Public sounds off on I-75 project - Cincinnati News, FOX19-WXIX TV

Public sounds off on I-75 project

By Dan Wells - bio | email

(ST. BERNARD, OH) - A major overhaul of Interstate 75 is in the works, and tonight, dozens of people who live along the interstate weighed in on the plans.

The project is set to begin next year, and re-vamps the Mill Creek Expressway from the Western Hills Viaduct to the Paddock Road exit.

With improvements to Interchanges at Hopple Street, Interstate 74, Mitchell Avenue, and the Norwood Lateral.

ODOT says the reconstruction will get rid of the left hand exits along I-75 to bring the highway up to standard.

The St. Bernard Municipal Building was full of maps, drawings and information about future plans to overhaul Interstate 75.

"I'm looking forward to it. We need to create jobs," said Cincinnati resident Ben Brown.

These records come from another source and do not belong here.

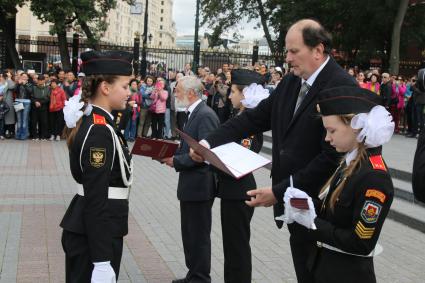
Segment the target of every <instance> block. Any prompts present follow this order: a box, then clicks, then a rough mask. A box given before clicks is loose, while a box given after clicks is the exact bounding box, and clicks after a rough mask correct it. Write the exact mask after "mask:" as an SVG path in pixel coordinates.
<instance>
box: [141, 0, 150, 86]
mask: <svg viewBox="0 0 425 283" xmlns="http://www.w3.org/2000/svg"><path fill="white" fill-rule="evenodd" d="M148 5H149V0H146V2H145V22H144V26H143V45H142V62H141V64H140V74H141V75H142V78H146V68H147V63H148V62H147V61H146V48H147V43H148Z"/></svg>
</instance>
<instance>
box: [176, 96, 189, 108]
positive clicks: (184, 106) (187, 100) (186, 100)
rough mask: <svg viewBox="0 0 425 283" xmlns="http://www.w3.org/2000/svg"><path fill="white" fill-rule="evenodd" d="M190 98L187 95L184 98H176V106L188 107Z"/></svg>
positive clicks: (182, 107) (180, 107)
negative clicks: (188, 99) (182, 98)
mask: <svg viewBox="0 0 425 283" xmlns="http://www.w3.org/2000/svg"><path fill="white" fill-rule="evenodd" d="M189 104H190V103H189V100H188V99H187V96H185V97H184V99H183V100H179V99H178V98H176V105H175V106H176V108H186V109H187V108H188V107H189Z"/></svg>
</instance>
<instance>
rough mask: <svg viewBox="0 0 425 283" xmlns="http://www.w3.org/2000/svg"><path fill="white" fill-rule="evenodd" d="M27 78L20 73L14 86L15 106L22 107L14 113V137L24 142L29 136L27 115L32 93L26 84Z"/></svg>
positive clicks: (28, 111) (31, 89) (28, 84)
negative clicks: (15, 125) (14, 128)
mask: <svg viewBox="0 0 425 283" xmlns="http://www.w3.org/2000/svg"><path fill="white" fill-rule="evenodd" d="M28 80H29V77H28V75H27V74H26V73H22V74H21V75H20V77H19V80H18V85H17V86H16V99H15V104H19V105H21V106H22V107H20V108H18V109H21V110H19V111H17V112H16V119H17V126H16V135H15V138H16V139H17V140H25V139H27V138H28V136H29V114H30V111H31V96H32V92H33V86H32V84H31V83H29V82H28Z"/></svg>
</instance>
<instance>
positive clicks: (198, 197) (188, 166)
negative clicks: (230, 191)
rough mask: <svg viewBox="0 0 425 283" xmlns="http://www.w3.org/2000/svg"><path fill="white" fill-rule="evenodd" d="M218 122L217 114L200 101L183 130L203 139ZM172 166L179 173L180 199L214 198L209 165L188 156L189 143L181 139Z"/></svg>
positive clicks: (197, 139) (190, 133)
mask: <svg viewBox="0 0 425 283" xmlns="http://www.w3.org/2000/svg"><path fill="white" fill-rule="evenodd" d="M219 124H220V122H219V120H218V117H217V115H216V114H215V113H214V111H213V110H212V109H211V108H210V107H208V106H207V105H206V104H205V102H201V103H200V104H199V105H198V106H196V108H195V109H194V110H193V112H192V114H191V115H190V118H189V120H188V121H187V122H186V125H185V127H184V129H183V130H184V132H185V133H187V134H188V135H189V136H191V137H192V138H194V139H195V140H197V141H200V140H203V139H205V138H206V137H207V136H208V134H210V133H211V132H212V131H213V130H215V129H217V128H218V125H219ZM174 168H175V170H176V171H177V172H179V173H180V175H179V182H178V186H177V198H178V199H179V200H180V201H206V200H211V199H213V198H214V192H215V181H214V176H213V173H212V171H211V170H209V166H208V165H207V164H205V163H197V162H195V161H193V160H192V158H190V156H189V145H188V144H187V143H186V142H184V141H182V142H181V144H180V147H179V148H178V149H177V151H176V154H175V155H174Z"/></svg>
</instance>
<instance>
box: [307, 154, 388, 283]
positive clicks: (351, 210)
mask: <svg viewBox="0 0 425 283" xmlns="http://www.w3.org/2000/svg"><path fill="white" fill-rule="evenodd" d="M344 168H345V161H344V162H343V164H342V165H341V166H340V167H339V168H338V170H337V172H336V174H335V177H334V179H333V180H332V182H331V185H330V189H329V193H328V195H327V197H326V198H325V200H324V202H323V203H322V205H321V206H318V207H316V209H317V210H318V217H317V218H316V219H315V224H316V226H317V230H311V233H312V236H313V237H314V239H315V240H317V241H318V242H320V243H324V244H327V245H330V246H332V247H334V248H337V249H340V250H342V251H344V252H347V253H350V254H354V255H348V254H345V253H341V252H338V251H333V250H331V249H328V248H326V247H324V248H318V249H319V252H318V256H317V258H316V263H315V273H314V274H315V278H316V280H317V282H328V283H331V282H376V279H375V274H374V271H373V270H374V269H373V257H372V256H369V257H366V256H367V255H369V254H370V253H371V252H372V251H373V250H374V248H375V245H376V243H377V241H378V238H379V234H380V232H381V229H382V225H383V224H384V221H385V218H386V216H387V214H388V211H389V210H390V206H391V203H392V201H393V195H394V188H393V184H392V181H391V177H390V175H389V174H388V172H387V167H386V165H385V163H384V161H383V160H382V156H381V147H378V148H372V149H368V150H367V157H366V158H365V160H363V161H361V163H360V168H359V169H357V171H354V173H353V174H352V175H351V176H350V177H348V178H347V180H346V182H345V185H344V187H343V188H342V191H341V194H340V195H339V197H338V200H337V202H336V203H335V206H334V211H331V209H330V207H329V200H330V198H331V195H332V192H333V191H334V190H335V189H336V187H337V185H338V184H339V183H340V182H341V181H342V180H341V178H340V176H341V175H342V174H341V172H342V171H343V169H344ZM320 243H319V246H320Z"/></svg>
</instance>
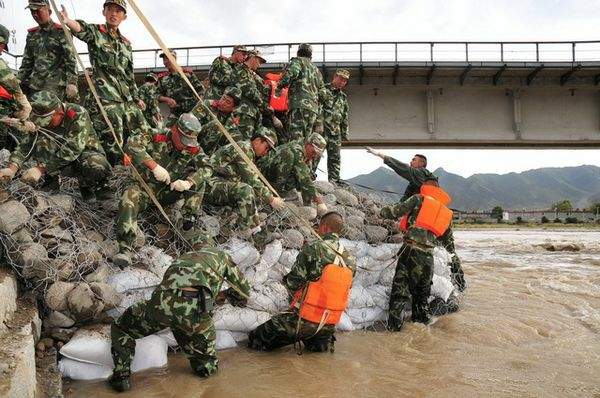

"If there is an accident, the freeway backs up for miles for hours," added another resident, Kloster Kemper, who says she's definitely in favor of the project.

"The project is needed," said Stefan Spinosa with ODOT. "There are quite a few accidents and congestion in the corridor and its just getting worse and this project should elevate those."

The $450 million freeway facelift brought out dozens of people: some who live in the area, others who just wanted to ask questions, and Ed Beckman, who says it's a project he will have to deal with first hand.

"I'm going to lose some of my property," Beckman said. "Overall though I'd prefer that they didn't widen 75, but what they've done here, what they've presented looks like a very good presentation."

That's because ODOT has been working on these plans for years.

"We're at the point now where we're showing our final impacts and our recommended alternative for the corridor," said Spinosa.

The impacts include relocating 22 buildings, 67 households and 15 commercial businesses.

"The impacts to historic properties that are in the right of way or nearby will be very minimal, and it looks like the planners tried to avoid impacts to important cultural resources," said Margo Wiminski with the Cincinnati Preservation Society.

But Beckman isn't so sure.

"In the long term, I'd rather see the money spent on public transportation and an overall development plan for the entire area as opposed to building more highways," he said.